I find ‘white bean spread’ to be a spy-cover for what it really is: roasted garlic spread (at least—my version of it).
It is so common in trattorias and osterias all around Tuscany and greater Italy, to find a mix of bruschetta or crostini on the menu. In Tuscany we frequently run into these crostini toppers: liver spread, tomatoes, lard with or without honey, olive paste, ricotta, and very frequently: white bean spread.
Cannelini beans are the norm here. You will find them cooked with tomato sauce as a cradle for sausages, you will find them served by their lonesome, or in soups, on salads (try this one!) and quintessentially as a crostini-topper.
I cheat. I pump up my version of ‘Tuscan white bean spread’ with loads and loads of roasted garlic. Because I love it that way. And I am unafraid. Sure, I will smell like garlic for days… but it is worth it. And the beans and garlic pair so beautifully together in equivalent amounts that it seems they are a match made in heaven. I mean: who reduced the amount of garlic in the first place? When did ‘less garlic’ become law? In my mind—with this spread—I am setting things straight:
Tuscan white bean spread
white beans (canned beans, drained)
roasted garlic (many heads of it)
optional: whitish Italian herb blend
fantastic olive oil (new oil if you have it! but one that you just love to taste)
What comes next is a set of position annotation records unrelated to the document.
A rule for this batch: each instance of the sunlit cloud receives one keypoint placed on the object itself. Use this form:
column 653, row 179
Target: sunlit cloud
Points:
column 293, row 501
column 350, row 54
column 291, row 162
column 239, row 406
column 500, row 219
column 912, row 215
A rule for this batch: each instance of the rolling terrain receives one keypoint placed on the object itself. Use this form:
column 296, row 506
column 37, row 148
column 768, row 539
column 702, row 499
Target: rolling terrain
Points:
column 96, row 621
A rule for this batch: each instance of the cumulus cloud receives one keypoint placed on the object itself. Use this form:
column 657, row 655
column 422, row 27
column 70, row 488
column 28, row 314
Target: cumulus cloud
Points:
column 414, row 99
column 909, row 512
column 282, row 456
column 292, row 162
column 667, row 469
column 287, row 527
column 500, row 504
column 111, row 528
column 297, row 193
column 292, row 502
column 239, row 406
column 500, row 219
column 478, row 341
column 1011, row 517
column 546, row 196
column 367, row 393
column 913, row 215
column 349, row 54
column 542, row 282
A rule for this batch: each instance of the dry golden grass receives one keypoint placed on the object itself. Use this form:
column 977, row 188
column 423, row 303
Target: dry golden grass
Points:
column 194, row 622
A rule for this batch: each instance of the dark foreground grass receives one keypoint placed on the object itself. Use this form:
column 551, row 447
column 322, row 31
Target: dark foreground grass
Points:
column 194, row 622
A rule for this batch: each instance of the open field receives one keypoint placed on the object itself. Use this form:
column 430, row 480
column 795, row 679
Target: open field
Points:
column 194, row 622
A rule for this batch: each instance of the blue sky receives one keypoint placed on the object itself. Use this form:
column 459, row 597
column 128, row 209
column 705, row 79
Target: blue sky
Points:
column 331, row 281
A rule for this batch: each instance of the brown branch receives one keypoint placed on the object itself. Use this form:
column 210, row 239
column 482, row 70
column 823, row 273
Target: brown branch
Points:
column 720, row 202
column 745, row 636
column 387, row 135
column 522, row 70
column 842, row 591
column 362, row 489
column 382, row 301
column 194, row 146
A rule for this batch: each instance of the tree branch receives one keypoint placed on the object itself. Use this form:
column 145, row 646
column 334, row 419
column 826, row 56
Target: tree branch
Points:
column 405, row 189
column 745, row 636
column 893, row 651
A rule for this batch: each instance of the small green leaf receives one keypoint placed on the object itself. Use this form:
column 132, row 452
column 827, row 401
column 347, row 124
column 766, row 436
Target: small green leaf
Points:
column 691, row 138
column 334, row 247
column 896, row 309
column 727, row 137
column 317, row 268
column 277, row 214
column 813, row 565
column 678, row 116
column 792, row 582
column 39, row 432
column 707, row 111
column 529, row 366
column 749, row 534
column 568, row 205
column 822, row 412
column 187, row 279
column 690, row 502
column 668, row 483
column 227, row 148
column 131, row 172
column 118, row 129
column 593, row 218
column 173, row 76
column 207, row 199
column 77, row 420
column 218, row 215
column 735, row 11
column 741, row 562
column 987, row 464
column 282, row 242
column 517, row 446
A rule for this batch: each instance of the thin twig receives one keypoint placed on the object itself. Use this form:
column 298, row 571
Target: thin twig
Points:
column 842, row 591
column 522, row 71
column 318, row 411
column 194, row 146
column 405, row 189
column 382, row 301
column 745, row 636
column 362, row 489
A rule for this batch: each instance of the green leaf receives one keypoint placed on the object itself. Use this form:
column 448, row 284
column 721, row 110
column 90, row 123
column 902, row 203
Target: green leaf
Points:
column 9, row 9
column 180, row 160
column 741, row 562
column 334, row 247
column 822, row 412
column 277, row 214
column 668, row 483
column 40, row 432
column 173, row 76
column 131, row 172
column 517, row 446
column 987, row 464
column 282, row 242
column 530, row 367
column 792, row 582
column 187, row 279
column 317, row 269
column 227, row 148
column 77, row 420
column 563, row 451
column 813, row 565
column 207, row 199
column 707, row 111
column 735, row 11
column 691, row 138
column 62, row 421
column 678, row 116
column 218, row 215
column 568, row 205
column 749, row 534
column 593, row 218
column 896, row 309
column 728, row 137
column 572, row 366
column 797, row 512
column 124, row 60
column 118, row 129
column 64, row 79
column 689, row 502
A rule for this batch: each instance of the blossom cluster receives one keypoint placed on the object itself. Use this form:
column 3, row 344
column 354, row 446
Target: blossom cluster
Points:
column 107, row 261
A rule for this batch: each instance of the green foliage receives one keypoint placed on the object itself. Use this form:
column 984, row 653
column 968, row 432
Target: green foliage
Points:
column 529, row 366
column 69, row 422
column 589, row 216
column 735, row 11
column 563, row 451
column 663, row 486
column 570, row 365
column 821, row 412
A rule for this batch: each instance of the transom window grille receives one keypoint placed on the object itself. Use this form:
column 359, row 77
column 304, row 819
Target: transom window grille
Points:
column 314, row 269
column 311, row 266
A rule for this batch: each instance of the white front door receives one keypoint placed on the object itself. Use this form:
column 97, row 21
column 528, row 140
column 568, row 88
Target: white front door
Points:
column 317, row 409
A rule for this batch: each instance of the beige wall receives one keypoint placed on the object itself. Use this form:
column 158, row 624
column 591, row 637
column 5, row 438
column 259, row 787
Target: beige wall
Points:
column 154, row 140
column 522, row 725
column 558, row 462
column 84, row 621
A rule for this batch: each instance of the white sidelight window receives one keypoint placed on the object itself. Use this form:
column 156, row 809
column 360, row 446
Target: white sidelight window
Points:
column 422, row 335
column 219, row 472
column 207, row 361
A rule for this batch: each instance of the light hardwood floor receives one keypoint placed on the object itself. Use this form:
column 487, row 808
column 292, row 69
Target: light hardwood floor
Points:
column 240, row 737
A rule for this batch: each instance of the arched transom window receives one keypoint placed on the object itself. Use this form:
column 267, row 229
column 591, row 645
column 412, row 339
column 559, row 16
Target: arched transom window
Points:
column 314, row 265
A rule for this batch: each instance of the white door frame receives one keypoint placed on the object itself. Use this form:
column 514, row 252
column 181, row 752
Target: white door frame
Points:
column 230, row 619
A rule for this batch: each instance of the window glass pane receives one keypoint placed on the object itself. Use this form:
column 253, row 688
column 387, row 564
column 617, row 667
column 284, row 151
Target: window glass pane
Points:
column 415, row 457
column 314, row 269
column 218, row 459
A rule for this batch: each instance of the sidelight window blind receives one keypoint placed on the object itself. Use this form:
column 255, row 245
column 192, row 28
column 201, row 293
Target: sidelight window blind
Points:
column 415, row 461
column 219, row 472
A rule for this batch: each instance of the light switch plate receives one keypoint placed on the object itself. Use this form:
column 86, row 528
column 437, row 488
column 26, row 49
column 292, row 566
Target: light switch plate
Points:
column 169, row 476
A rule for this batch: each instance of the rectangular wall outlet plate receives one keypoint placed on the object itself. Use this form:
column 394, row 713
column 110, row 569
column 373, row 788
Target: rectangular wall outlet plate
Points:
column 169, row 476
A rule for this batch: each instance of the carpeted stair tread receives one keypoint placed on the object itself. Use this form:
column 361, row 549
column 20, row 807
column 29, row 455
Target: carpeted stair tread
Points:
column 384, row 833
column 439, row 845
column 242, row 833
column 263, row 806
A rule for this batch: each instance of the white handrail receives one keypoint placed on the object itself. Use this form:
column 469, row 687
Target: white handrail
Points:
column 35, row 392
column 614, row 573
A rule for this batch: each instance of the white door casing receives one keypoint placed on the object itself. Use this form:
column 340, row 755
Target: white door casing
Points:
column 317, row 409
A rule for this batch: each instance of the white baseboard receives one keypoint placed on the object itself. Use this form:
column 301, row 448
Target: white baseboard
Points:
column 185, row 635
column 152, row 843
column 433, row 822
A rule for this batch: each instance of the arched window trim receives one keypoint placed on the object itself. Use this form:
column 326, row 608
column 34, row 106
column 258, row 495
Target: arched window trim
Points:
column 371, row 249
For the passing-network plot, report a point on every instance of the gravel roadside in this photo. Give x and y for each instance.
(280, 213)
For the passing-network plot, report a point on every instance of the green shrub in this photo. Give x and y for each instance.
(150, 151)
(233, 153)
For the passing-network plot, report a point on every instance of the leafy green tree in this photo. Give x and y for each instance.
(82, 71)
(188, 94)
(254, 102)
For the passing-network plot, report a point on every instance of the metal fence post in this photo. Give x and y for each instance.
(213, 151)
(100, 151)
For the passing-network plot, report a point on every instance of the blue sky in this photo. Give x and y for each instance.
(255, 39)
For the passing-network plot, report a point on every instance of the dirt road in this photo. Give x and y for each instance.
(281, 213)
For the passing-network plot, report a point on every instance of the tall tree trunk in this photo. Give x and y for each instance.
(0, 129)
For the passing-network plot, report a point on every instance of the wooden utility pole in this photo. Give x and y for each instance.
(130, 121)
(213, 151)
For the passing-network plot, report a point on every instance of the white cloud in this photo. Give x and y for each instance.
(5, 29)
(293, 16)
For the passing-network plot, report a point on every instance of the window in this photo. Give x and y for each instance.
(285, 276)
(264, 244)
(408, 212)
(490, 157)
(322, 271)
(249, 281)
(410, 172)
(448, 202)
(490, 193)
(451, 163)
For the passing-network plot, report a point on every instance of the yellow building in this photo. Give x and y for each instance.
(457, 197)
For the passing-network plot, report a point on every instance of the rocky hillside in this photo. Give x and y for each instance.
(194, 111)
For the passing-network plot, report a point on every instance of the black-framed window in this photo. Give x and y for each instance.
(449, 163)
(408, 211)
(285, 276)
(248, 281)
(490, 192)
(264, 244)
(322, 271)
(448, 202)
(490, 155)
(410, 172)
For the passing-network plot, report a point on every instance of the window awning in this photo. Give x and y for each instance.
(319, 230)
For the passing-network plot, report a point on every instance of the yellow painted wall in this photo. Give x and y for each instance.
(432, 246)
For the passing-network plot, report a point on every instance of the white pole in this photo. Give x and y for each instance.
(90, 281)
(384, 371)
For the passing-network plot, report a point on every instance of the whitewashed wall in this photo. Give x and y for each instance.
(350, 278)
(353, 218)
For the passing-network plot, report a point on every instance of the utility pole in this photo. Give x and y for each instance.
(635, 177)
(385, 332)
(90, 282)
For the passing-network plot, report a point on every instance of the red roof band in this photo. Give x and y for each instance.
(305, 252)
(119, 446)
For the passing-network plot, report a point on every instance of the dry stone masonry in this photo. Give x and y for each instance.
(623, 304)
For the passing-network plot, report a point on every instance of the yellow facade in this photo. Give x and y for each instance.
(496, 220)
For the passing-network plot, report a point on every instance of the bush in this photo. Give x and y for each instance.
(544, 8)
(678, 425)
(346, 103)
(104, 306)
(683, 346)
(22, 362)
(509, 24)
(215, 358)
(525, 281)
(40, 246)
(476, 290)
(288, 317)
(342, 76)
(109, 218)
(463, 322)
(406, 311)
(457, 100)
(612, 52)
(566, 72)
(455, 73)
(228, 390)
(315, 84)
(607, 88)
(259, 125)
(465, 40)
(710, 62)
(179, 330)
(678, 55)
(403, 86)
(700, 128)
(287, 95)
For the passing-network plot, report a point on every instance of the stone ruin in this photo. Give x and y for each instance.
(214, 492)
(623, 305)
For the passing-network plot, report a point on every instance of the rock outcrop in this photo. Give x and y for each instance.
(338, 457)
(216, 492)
grilled bread (I sometimes broil, sometimes grill, sometimes press both sides in a saute pan to brown…)
Use a fork and mash together equal parts roasted garlic (I roast the garlic, then squeeze it out of its shell like toothpaste), drizzle in olive oil to achieve desired spreadable texture; add salt and herbs according to taste. Spread on crostini, drizzle with oil and serve.